Il barone negromante si mutò in cane e si precipitò sulle sue tracce.
Candido, incalzato da presso, si mutò in airone e il negromante lo seguì nell'aria sotto forma d'uno sparviero, e giunsero così nella capitale della Corelandia; lo sparviero stava per ghermire l'airone quando questo si mutò in un anello e infilò il dito della principessa che sospirava alla finestra del castello.
Il negromante riprese la sua forma umana e si presentò a palazzo per offrire le sue cure al Re, che era sofferente d'un morbo insanabile.
- Prometto di guarirvi, Sire; ma ad un patto.
- Domandate e qualsiasi pretesa vostra sarà appagata.
- Voglio l'anello d'oro che porta in dito vostra figlia.
- Questo soltanto, volete? Io son disposto a ben altro!
- Non domando altro, Maestà.
Intanto la principessa aveva chiuse le finestre e stava togliendosi gli anelli; quando si tolse quello d'oro le apparve Candido sorridente.

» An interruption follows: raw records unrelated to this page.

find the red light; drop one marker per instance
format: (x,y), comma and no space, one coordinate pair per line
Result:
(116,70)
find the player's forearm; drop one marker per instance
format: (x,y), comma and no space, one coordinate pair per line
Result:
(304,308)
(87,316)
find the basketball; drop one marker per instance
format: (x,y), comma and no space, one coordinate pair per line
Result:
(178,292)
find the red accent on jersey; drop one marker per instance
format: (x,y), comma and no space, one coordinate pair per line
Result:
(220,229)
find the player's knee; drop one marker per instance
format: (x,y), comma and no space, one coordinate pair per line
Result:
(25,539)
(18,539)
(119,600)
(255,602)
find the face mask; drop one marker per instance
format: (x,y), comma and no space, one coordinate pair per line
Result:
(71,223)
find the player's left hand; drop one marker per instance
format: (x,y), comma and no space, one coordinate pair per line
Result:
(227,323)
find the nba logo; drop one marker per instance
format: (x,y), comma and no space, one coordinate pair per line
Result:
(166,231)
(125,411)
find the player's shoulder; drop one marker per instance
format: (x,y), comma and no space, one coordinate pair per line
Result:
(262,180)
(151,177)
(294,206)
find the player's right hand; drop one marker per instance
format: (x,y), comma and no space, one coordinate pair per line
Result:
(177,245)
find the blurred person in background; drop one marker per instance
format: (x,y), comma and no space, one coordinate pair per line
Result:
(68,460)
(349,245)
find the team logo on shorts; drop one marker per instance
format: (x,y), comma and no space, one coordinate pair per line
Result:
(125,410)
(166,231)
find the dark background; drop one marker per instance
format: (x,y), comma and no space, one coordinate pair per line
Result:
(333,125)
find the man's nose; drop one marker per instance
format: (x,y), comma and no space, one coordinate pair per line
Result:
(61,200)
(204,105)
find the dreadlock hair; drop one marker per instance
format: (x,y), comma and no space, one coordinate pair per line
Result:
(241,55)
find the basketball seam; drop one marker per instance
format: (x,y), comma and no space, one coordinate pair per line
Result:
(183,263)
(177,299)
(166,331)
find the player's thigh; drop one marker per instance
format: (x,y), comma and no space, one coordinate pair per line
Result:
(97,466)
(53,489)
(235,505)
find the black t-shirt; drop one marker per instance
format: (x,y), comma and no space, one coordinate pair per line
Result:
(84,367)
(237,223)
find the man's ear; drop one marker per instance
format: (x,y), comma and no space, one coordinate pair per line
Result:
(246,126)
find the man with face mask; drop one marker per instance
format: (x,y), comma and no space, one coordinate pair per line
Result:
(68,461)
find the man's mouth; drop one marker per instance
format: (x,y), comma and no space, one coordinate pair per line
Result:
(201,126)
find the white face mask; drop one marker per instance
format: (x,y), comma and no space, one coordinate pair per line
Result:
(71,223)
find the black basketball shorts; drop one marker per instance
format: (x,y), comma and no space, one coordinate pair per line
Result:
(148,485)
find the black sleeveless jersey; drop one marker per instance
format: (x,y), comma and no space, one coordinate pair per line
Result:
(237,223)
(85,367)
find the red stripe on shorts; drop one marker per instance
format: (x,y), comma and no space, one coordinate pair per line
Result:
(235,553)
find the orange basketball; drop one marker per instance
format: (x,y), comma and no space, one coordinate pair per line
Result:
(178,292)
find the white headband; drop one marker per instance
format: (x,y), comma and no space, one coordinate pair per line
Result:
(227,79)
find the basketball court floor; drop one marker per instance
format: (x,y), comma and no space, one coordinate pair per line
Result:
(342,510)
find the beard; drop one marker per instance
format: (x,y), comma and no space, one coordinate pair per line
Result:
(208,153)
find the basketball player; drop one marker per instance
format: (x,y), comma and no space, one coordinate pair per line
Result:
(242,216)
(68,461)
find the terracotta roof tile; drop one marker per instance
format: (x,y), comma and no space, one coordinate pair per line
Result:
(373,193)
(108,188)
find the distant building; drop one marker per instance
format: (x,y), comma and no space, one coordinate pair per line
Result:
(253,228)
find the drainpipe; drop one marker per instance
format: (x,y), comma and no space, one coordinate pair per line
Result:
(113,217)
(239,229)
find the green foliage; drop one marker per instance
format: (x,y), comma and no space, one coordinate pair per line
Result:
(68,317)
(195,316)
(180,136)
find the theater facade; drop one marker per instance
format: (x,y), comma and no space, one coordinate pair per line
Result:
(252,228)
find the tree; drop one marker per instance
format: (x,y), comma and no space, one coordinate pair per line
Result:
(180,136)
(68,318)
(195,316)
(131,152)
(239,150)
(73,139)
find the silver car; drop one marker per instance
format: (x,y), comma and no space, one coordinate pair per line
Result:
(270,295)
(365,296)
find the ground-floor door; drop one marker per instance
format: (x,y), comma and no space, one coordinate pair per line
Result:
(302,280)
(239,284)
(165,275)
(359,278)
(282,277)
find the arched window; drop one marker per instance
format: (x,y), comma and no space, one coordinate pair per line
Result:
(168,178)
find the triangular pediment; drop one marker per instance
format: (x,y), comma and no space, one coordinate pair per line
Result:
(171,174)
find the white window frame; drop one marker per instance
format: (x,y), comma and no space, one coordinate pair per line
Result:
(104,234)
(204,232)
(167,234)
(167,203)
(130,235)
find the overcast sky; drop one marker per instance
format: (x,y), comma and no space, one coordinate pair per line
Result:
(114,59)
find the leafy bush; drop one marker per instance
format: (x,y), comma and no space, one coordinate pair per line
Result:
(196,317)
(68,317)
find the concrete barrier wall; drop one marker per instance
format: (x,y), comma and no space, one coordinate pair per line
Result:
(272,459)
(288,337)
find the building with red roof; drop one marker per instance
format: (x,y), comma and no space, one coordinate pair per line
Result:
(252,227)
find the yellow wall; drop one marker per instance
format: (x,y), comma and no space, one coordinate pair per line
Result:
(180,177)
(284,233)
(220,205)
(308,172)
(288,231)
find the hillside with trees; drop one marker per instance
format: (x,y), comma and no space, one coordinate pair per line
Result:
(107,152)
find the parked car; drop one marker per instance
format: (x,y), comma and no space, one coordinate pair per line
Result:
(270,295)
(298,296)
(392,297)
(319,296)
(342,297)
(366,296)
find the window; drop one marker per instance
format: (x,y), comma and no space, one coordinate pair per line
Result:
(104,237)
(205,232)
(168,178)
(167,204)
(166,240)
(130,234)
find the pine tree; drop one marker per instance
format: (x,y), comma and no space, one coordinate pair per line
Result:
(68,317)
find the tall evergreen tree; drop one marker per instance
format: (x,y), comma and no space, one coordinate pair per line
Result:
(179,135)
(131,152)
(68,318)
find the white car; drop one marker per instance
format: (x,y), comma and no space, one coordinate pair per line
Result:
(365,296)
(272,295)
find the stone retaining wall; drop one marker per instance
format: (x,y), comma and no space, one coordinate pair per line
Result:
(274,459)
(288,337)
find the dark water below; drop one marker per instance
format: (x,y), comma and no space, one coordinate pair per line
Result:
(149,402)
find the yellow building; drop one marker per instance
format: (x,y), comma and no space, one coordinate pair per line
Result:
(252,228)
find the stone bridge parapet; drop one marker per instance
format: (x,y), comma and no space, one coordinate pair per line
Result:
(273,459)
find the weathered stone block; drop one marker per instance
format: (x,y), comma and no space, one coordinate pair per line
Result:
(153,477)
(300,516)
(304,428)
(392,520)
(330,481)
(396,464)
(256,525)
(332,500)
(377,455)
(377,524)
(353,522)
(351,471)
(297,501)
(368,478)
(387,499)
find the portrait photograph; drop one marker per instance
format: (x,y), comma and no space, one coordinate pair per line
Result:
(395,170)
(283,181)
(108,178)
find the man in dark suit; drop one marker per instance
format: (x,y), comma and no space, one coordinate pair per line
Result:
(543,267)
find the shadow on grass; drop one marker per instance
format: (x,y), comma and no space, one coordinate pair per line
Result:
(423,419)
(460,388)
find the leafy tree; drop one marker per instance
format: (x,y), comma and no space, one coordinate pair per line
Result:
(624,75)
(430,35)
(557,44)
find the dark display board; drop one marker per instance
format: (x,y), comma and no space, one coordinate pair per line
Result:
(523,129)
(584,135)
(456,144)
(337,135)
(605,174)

- Oh Candido! Come siete qui?
Candido narrò i casi suoi:
- Il negromante è nel castello ed ha promesso a vostro padre di guarirlo a patto gli sia dato il vostro anello; voi acconsentite, ma nell'atto di passarlo al dito del negromante, lasciatelo cadere in terra e tutto sarà per il meglio.
La principessa promise.
All'indomani il vecchio Re fece chiamare la figlia nella sala del trono e le presentò il negromante travestito da medico.
- Figlia mia, questo medico famoso non domanda, per rendermi la salute, che il tuo anello d'oro.
- Acconsento - disse la principessa, e fece atto di passare l'anello al dito del negromante, ma lo lasciò cadere ad arte sul pavimento.
L'anello si cangiò in fava e il negromante in gallo, per inghiottirla, ma la fava si cangiò in volpe e divorò il gallo.
Candido riprese la sua forma di prima, dinanzi a tutta la Corte sbigottita del prodigio.
La principessa presentò al padre il suo liberatore e quel giorno stesso furono celebrate le nozze.